1989

Summary: July 1, 1989 

Norah readies the family home for sale in advance of her impending marriage to Frederic and a move to France. She tackles David’s darkroom over the garage, opening files of his photographs that are now back in vogue with collectors. She doesn’t recognize herself in the photos. She encounters two folders of pictures both simply titled “Survey.” One holds pictures of children and female strangers, arranged by age. Its companion folder has pictures of Paul in all the stages of his growth and transformation as a person. Norah understands that all the years when David would not speak of their lost daughter he was keeping a record of her absence through surrogate children, revealing his secret longing, looking for her everywhere.

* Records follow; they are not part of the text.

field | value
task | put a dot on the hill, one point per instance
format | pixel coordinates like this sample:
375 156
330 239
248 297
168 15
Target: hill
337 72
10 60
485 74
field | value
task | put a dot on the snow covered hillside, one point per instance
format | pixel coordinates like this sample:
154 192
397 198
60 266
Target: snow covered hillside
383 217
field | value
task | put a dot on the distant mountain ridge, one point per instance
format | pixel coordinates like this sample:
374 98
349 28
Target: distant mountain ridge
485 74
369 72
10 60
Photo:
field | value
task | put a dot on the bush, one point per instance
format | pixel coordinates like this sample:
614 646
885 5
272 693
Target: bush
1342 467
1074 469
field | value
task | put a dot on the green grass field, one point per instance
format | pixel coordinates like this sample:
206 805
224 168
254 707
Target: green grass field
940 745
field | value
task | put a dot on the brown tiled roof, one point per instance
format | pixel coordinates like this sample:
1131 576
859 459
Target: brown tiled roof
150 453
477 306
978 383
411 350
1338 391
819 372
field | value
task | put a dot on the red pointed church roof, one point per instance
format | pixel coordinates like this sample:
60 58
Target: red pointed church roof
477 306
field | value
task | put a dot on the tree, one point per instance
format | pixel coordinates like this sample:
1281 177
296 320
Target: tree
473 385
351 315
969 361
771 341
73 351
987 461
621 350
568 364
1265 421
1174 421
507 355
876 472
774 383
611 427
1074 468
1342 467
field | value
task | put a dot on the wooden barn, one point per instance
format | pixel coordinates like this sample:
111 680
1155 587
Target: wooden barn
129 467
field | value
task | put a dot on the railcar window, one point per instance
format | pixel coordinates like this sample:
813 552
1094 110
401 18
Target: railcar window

Caroline knocks at the door as Norah is coming to terms with what she’s discovered in David’s dark room. Norah recognizes her at once. Caroline tells her that Phoebe did not die at birth as David had told her. Once Norah processes the truth, she asks why David and Caroline colluded in the lie. Caroline describes her motives with self-awareness of her faults and David’s impulse as conventional medical practice. Caroline confesses that she never understood David but believed he was trying to protect Norah. Caroline leaves and Norah looks at David’s valuable photography collection with new eyes. She throws boxes out the window and they break, the wind scattering the photographs. The next day, she systematically burns David’s pictures of the girls.

Analysis: July 1, 1989

Norah readies the house for sale in advance of marrying and relocating and faces the task of cleaning out David’s darkroom, an act that symbolizes combing through his inner mind and cleaning up whatever messes she might find. When David moved out with Rosemary, he left all his photography behind. With collectors valuing his work again, Norah intends to efficiently ready his photos for the curators while remaining emotionally detached. Instead, the photos bring up sensory memories, such as the touch of baby’s skin or the smell of flowers.

When she encounters the “Survey” box of female subjects, Norah examines them closely to determine David’s motive in capturing the images of strangers. When she finds the companion “Survey” box with similar studies of Paul, she understands that David had been missing Phoebe just like did. She suddenly judges David less harshly, knowing that he had shared her sense of yearning for Phoebe. Yet when Caroline suddenly arrives and she hears the story of David and Caroline’s deception, Norah regards David’s photography as a betrayal of the truth of their lives. The “Survey” images of the girls suddenly take on new meaning—David was trying to replicate or bring to life the daughter he claimed was dead, the daughter he stole from Norah. She cremates the images of the girls, a funeral pyre for false memories.